2

Why inv(A)*A is not exact identity matrix? All the diagonal elements are correct but rest are not. I learnt that this is residual error, then how to deal with it?

CODE:

A = [1,2,0;0,5,6;7,0,9]
A_inv = inv(A)
A_invA = inv(A)*A

OUTPUT:

code

  • 3
    You just have to know that there are rounding errors in all computations. You cannot do equality comparisons without taking some tolerance into account. See https://stackoverflow.com/q/686439/7328782 – Cris Luengo Jun 04 '21 at 12:50
  • 3
    Please post code as (formatted) text, not as an image – Luis Mendo Jun 04 '21 at 13:44
  • @LuisMendo I have edited the question and included both. Is it fine or should I stick to code only? – Rishabh Kumar Singh Jun 04 '21 at 16:00
  • It's better to use text for code, because that way we can copy-paste and reproduce your results. The image is usually not needed, unless you want to call attention to a specific aspect of the displayed output. In this case you can leave the image to lillustrate the output, or paste the output as code-formatted text – Luis Mendo Jun 04 '21 at 16:25
  • If you used more precision for the output you might well see that the diagonal elements are not precisely 1.0 – dmuir Jun 05 '21 at 13:40
  • @dmuir I understand now. Thank you. – Rishabh Kumar Singh Jun 06 '21 at 12:25

1 Answers1

3

An exploration of the documentation of inv leads you down the following path, which answers your question nicely (emphases mine):

octave:1> help inv
'inv' is a built-in function from the file libinterp/corefcn/inv.cc

 -- X = inv (A)
 -- [X, RCOND] = inv (A)
 -- [...] = inverse (...)
     Compute the inverse of the square matrix A.

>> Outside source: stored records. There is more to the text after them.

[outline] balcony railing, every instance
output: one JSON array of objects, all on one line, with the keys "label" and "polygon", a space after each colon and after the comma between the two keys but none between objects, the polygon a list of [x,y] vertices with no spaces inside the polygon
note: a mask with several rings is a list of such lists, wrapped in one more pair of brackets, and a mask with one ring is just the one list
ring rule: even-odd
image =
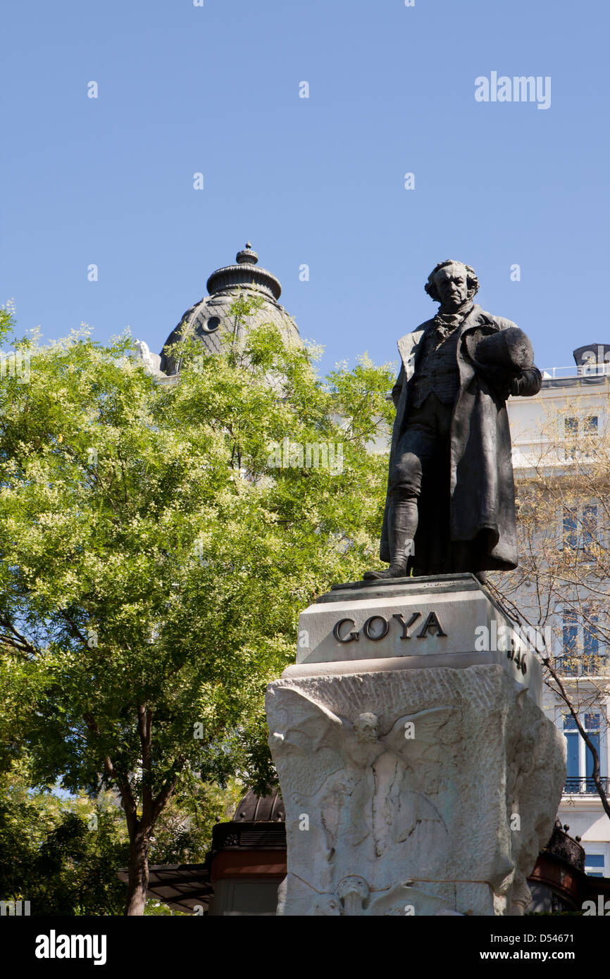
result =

     Return an estimate of the reciprocal condition number if requested,
     otherwise warn of an ill-conditioned matrix if the reciprocal
     condition number is small.

     In general it is best to avoid calculating the inverse of a matrix
     directly.  For example, it is both faster and more accurate to
     solve systems of equations (A*x = b) with 'Y = A \ b', rather than
     'Y = inv (A) * b'.

In your particular case, you will see that:

A = [1,2,0;0,5,6;7,0,9];
[X, RCOND] = inv(A);
RCOND
% RCOND = 0.070492

So, what does this value mean? You can find the answer in the relevant function rcond, which calculates this value directly:

octave:2> help rcond
'rcond' is a built-in function from the file libinterp/corefcn/rcond.cc

 -- C = rcond (A)
     Compute the 1-norm estimate of the reciprocal condition number as
     returned by LAPACK.

     If the matrix is well-conditioned then C will be near 1 and if the
     matrix is poorly conditioned it will be close to 0.

     [...]

     See also: cond, condest.

Your value is 0.07, which is quite close to 0, therefore your A matrix is rather poorly conditioned.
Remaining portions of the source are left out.